Revolving around Azmi’s concept, Dozethrone is an instrumental band, jamming and recording on-the-go. According to Azmi, “This concept is influenced by Jimi Hendrix’s recording of “Voodoo Chile” for his Electric Ladyland album.”

Citing influences from Black Sabbath, Mountain, Cathedral, and Sleep, Dozethrone’s gear consists of Cort M600 guitar, Gibson SG Special 2018, Yamaha RBX170 bass, Cort Gene Simmons Punisher bass, Line 6 Pocket POD, Digitech Drop pedal, Roland JC-120 amp (rehearsal studio), Roland Cube-80GX amp (home recording), Yamaha Stage Custom drums (rehearsal studio), Alesis DM6 electronic drum kit (for home recording).

Dozethrone blew me away with their macerating, pulverizing, annihilating sound. This band needs to be signed by a major label.

At the present juncture, the band has no plans to play live, due to band members’ diverse work schedules, making it difficult to rehearse for live performances.

Encompassing three tracks, the album begins with “Rapture Of Ruckus,” opening on a cool drum shuffle flowing into thick, growling guitar tones exuding muscular resonance and brawny heft, forming an impenetrable wall-of-sound, viscous and spine-tingling. A bassline from the bowels of Hell and walloping drums provide the chunky rhythm.

Tight harmonic shifts, including brief dark guitar licks, infuse the tune delicious sonic modifications, all corpulent with funereal dread. This track positively kicks ass!
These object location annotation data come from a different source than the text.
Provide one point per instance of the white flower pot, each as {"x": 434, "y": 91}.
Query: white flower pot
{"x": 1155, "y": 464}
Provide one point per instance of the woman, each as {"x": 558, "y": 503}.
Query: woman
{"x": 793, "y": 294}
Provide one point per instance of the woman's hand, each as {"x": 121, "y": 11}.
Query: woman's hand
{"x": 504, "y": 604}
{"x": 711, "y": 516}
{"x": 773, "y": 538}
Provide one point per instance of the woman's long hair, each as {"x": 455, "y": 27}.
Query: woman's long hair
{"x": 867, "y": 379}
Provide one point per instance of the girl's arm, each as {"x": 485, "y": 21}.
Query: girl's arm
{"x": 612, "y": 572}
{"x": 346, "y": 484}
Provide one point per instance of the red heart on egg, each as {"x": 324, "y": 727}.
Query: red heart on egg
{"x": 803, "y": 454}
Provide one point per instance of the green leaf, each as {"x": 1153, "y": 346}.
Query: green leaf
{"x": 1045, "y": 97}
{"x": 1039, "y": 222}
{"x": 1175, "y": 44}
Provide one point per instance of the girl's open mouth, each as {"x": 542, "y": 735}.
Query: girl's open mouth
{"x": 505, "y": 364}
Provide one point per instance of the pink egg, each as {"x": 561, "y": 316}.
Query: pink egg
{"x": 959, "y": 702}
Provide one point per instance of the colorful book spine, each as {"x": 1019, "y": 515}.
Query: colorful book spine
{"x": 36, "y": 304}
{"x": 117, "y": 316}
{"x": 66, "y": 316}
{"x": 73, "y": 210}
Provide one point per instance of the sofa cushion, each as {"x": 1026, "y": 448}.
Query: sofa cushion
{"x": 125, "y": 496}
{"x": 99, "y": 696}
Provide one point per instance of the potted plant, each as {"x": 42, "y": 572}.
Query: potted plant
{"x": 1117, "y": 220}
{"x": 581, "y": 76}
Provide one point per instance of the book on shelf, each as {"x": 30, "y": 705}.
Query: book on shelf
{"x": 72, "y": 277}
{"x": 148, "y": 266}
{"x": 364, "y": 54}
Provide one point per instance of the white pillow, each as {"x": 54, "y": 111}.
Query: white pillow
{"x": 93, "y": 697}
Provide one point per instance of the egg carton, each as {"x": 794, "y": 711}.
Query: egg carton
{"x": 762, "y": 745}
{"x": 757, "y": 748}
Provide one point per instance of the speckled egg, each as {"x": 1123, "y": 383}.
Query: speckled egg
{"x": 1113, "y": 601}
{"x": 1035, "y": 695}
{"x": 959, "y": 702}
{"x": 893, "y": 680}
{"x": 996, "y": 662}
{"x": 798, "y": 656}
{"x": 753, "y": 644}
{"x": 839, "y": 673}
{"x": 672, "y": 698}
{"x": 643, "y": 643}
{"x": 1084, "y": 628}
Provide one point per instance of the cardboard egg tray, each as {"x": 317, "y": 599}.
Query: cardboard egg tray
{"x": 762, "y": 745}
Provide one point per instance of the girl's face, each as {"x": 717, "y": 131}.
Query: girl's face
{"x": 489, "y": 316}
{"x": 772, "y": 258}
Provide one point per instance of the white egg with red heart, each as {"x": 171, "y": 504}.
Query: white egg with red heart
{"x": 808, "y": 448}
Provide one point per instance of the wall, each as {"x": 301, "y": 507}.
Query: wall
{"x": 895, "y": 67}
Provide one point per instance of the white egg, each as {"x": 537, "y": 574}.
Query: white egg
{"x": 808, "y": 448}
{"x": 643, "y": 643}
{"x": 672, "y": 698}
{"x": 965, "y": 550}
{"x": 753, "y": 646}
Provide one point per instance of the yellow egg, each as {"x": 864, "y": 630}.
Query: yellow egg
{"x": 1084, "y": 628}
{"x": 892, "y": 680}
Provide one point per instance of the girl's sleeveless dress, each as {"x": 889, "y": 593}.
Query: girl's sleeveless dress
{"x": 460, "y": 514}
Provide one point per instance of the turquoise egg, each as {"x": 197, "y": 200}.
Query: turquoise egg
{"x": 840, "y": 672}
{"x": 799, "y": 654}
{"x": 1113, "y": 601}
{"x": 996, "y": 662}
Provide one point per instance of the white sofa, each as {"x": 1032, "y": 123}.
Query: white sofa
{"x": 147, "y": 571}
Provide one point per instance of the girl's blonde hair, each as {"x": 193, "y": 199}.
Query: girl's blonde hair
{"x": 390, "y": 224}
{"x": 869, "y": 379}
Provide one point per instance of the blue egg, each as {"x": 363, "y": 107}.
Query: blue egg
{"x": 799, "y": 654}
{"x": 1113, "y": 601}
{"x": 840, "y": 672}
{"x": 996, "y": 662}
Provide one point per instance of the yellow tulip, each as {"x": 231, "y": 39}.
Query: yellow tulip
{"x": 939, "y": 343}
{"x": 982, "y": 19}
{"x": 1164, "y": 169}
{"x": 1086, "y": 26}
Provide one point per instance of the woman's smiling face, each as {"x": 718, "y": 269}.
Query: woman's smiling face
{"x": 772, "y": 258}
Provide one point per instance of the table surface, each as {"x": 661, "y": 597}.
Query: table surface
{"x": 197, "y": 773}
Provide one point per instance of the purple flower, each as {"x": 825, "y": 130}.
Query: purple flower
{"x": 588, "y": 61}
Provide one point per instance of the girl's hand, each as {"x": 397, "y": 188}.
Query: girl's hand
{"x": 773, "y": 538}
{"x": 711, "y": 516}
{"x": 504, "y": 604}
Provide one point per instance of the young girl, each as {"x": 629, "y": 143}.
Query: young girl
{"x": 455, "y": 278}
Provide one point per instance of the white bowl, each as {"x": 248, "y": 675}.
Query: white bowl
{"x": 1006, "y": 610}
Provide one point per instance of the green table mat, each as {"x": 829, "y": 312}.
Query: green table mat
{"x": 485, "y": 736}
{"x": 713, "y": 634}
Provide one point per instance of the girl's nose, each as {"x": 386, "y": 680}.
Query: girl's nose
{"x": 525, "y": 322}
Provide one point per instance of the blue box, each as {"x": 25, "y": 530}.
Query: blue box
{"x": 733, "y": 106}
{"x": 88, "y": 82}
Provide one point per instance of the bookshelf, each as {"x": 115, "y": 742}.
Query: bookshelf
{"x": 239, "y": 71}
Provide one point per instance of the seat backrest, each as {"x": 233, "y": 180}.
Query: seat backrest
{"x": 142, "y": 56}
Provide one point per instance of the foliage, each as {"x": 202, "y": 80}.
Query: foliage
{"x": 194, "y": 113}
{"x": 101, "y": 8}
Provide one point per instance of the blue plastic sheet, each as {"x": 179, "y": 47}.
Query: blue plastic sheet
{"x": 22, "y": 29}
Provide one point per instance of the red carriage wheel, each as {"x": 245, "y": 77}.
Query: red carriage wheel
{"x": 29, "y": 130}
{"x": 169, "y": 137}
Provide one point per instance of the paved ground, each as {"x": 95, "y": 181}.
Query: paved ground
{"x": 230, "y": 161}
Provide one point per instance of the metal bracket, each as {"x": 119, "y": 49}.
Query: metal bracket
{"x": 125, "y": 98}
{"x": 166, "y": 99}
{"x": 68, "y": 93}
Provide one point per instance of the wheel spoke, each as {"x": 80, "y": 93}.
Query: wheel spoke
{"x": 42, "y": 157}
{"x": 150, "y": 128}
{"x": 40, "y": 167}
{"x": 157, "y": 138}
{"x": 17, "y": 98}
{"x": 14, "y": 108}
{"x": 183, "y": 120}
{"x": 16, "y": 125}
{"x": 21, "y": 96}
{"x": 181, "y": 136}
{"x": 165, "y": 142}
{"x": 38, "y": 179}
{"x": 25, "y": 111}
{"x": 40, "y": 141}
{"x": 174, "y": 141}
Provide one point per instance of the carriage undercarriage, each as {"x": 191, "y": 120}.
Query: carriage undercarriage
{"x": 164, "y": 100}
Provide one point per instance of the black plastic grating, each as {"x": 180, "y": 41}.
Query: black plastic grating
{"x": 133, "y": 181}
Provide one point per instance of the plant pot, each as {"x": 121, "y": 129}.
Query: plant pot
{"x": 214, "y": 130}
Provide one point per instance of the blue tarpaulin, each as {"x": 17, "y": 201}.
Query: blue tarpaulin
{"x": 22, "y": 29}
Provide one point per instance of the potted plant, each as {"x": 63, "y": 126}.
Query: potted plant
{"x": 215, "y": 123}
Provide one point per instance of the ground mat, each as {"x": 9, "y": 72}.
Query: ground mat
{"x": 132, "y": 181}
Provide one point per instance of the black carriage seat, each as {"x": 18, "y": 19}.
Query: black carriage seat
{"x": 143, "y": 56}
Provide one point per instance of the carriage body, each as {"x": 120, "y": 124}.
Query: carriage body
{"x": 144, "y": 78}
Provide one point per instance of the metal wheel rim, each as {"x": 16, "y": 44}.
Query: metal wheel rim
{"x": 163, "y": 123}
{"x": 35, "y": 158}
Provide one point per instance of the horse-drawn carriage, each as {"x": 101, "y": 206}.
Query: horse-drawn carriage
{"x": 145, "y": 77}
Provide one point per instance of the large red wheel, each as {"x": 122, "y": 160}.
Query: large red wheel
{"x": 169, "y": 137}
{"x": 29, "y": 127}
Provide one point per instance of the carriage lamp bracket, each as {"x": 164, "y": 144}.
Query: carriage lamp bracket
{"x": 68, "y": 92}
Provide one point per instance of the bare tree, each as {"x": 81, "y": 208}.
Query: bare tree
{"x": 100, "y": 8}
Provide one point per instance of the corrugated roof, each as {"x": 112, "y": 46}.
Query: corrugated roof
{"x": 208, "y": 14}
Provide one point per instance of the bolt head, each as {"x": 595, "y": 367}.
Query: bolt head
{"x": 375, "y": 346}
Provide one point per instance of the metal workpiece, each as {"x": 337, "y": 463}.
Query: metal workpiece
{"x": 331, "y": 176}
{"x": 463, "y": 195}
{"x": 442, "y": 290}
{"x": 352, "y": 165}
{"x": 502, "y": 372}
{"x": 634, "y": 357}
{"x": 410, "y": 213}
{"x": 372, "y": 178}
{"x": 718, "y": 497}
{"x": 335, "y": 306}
Next up is “Driven To Paranoia,” traveling on dense chugging guitar colors, concentrated and granular. Eddie’s thumping drums imbue the rhythm with raw destroying energy, as the bassline rumbles on vibrating massive depth. The groaning gravity of this track approaches that of shifting tectonic plates, grinding and moaning as they jockey for relief.

The final track, the title track, drips with shadowy black colors, compelling and infectiously grating, infusing the tune with inescapable savageries, like an age-worn rampart confronting all else: grave, stern, impulsive, and reckless. A drum-filled breakdown shifts the harmonics to slower, more cavernous tones, adding gaping fractures.

Dozethrone blew me away with their macerating, pulverizing, annihilating sound. This band needs to be signed by a major label.